I purposely began to focus on my breathing: in through the nose, out through the mouth, in through the nose, out through the mouth. Within about 20 breaths, the ringing had subsided. This exercise took a little over a minute. What happened to the excited state of stress? In terms of neuroscience and psycho-biology, my brain had a new focus, which decreased my heart rate, reduced the adrenaline released into my blood, and lowered the stress hormone from hell: cortisol. Blood pressure dropped and a deep-brain loop of calm replaced a loop of anxiety.
This is called mindfulness. Mindfulness is the intentional grounding and focusing of our attention on the current moment. This can be done in the manner I described, the traditional breathing way, or in other ways like closely observing an object: your hands, a piece of food, or a visual focus point, among others. We have all heard the command “take a deep breath” especially in education or to “count to 10.”
Years ago, I had an emotionally disturbed young man in an at-risk program who would occasionally start to scream, “The walls is breathin; the walls is breathin!” He would do this in the middle of class. I found through trial and error that the best remedy was to ask him to take my big broom and sweep the hall all the way around my building. This would take him three or four minutes. Like a miracle, he would come back a different brain. He had a simple mundane task to re-focus his attention.
Dr. Richard Davidson out of the University of Wisconsin at Madison, is a, if not the, father of research into mindfulness. He is the neuroscientist who traveled to India to study meditation and its effects on the brain. Dr. Davidson has also directed the focus in neuroscience away from purely cognitive processes to look at emotions and their role in health, memory, attention, and motivation. When I first attended his “Symposium on Emotion” five years ago, there were roughly 10 to 20 studies per month focused on meditation. Now there are several hundred a month.
The findings are universal: continued mindful practice has several effects on brain function and health. Many studies have also avoided the use of the loaded terminology like “meditation” or “mindfulness,” or “TM” (transcendental meditation), preferring to call the practice “directed focus exercises.” Their results are the same.
Drum roll! The top effects of mindfulness are:
The reductions of blood pressure, cortisol in our blood, among many other hormonal effects, have obvious positive consequences for our health. There are also positive findings for anger and even pain management in the raft of literature.
Yet, the ability to “focus on one thing” stands out to me as a holy grail in learning. Secondly, the ability to reduce stress before high stakes tests also sounds like an AVID “go-to” practice. And since AVID anchors learning in teams, families and groups of learners, improving relational capacity sounds darn good, too.

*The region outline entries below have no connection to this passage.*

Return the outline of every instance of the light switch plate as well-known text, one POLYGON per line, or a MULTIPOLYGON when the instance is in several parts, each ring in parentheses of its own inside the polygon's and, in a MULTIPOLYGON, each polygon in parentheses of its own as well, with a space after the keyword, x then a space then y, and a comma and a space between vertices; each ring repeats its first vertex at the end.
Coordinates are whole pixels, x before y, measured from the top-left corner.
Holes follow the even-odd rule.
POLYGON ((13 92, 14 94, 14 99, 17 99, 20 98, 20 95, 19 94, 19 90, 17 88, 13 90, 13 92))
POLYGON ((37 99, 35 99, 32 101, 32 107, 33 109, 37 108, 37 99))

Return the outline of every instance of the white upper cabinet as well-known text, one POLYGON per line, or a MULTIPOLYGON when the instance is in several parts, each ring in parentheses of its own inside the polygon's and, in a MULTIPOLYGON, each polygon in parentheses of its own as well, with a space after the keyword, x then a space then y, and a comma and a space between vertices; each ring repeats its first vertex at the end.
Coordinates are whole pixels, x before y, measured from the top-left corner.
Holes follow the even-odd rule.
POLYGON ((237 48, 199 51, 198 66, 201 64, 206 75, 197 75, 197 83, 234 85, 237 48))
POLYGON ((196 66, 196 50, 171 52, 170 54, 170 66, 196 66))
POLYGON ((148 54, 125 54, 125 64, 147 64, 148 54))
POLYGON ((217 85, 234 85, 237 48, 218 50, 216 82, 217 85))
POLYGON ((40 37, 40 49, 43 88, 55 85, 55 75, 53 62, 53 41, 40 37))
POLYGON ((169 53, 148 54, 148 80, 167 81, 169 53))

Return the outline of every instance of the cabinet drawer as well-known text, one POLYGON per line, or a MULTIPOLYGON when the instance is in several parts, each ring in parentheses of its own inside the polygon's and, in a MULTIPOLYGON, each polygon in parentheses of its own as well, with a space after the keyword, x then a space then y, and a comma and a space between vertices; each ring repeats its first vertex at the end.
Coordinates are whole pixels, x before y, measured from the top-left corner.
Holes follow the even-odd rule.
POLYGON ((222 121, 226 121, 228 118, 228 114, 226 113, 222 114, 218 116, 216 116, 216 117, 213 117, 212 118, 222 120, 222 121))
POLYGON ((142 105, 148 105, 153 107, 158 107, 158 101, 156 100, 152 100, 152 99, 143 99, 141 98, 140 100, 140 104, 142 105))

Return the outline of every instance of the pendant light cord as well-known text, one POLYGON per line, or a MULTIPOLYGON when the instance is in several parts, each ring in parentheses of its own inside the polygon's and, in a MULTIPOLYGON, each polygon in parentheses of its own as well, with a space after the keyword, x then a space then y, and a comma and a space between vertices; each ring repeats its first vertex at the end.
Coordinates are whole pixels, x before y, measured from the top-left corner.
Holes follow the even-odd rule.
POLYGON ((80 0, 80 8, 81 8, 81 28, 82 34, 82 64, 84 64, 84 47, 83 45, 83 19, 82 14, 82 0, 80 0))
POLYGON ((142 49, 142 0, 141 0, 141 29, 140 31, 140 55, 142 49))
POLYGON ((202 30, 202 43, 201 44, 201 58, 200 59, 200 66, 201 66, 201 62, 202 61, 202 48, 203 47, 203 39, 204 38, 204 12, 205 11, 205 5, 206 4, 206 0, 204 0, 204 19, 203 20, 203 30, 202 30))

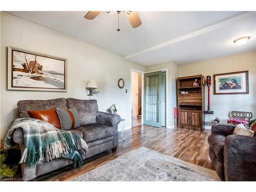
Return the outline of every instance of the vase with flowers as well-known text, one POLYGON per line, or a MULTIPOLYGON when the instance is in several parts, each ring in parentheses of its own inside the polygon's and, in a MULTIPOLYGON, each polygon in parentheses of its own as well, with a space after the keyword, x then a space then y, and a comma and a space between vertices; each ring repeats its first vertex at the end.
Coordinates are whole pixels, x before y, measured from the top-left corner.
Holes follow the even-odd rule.
POLYGON ((117 108, 116 104, 112 104, 110 106, 110 109, 111 110, 113 113, 114 114, 117 114, 117 108))

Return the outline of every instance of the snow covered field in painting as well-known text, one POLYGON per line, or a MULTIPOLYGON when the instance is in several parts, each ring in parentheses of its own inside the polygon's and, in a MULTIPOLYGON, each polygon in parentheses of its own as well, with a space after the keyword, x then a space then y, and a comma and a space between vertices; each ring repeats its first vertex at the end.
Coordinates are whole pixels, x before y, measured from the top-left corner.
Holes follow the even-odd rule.
POLYGON ((13 72, 14 87, 64 89, 64 74, 52 71, 42 71, 43 74, 13 72), (35 80, 37 79, 37 80, 35 80))

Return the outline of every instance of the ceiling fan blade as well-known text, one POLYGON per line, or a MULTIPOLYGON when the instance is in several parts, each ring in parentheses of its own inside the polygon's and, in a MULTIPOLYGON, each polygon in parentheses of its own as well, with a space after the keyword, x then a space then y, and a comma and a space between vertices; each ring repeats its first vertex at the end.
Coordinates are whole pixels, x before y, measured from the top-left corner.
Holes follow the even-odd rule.
POLYGON ((127 12, 125 14, 133 28, 137 28, 141 25, 141 21, 137 12, 132 11, 130 14, 128 14, 127 12))
POLYGON ((89 11, 84 16, 84 18, 87 19, 94 19, 96 16, 100 14, 101 11, 89 11))

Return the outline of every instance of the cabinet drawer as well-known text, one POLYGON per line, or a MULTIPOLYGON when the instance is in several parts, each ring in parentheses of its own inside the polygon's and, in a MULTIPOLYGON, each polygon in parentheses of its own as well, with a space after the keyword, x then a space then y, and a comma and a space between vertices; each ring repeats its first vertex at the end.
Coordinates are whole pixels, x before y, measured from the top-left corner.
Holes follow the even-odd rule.
POLYGON ((202 111, 189 111, 190 125, 191 126, 202 126, 202 111))

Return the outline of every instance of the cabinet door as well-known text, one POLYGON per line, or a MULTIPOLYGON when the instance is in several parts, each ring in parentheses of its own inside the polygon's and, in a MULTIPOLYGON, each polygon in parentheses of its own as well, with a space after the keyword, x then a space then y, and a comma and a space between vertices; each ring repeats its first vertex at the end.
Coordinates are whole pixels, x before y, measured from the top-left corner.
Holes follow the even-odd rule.
POLYGON ((179 110, 179 123, 184 125, 189 125, 189 111, 179 110))
POLYGON ((189 116, 190 126, 202 126, 202 111, 189 111, 189 116))

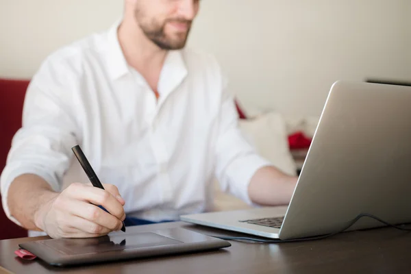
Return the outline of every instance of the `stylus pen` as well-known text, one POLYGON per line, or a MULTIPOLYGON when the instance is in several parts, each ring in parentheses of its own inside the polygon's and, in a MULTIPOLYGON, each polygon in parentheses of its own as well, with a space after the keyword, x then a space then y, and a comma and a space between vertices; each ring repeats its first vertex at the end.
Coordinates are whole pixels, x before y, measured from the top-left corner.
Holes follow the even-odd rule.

Dr. Steven Hickman, director of the UCSD Center for Mindfulness told me he thought the greatest positive result of mindfulness practice is increased compassion and desire for connection. He said that, “When we clear the decks, what bubbles up are the deepest natural urges of our beings: compassion and connection.” When we stop fighting, judging or controlling in our environment and relations, we actually have a natural, more effortless capacity for kindness and creativity. When the primitive brain, especially the amygdala, is on high alert, our most creative and most advanced brain is nearly shut off: “I was so upset I just . . .” You fill in the blank. We act most primitively when we are most threatened. No compassion bubbles up. The neural pathways are chemically shut off. We just react. Mindfulness reduces the feeling of threat, reduces the fear of losing control, and over time gives us the space to be creative, compassionate and connected.
I just can’t forget the immediate relief of that high stress ringing in my ears as I traveled from one part of my new exciting life to another.
Take a deep breath: In through the nose, out through the mouth.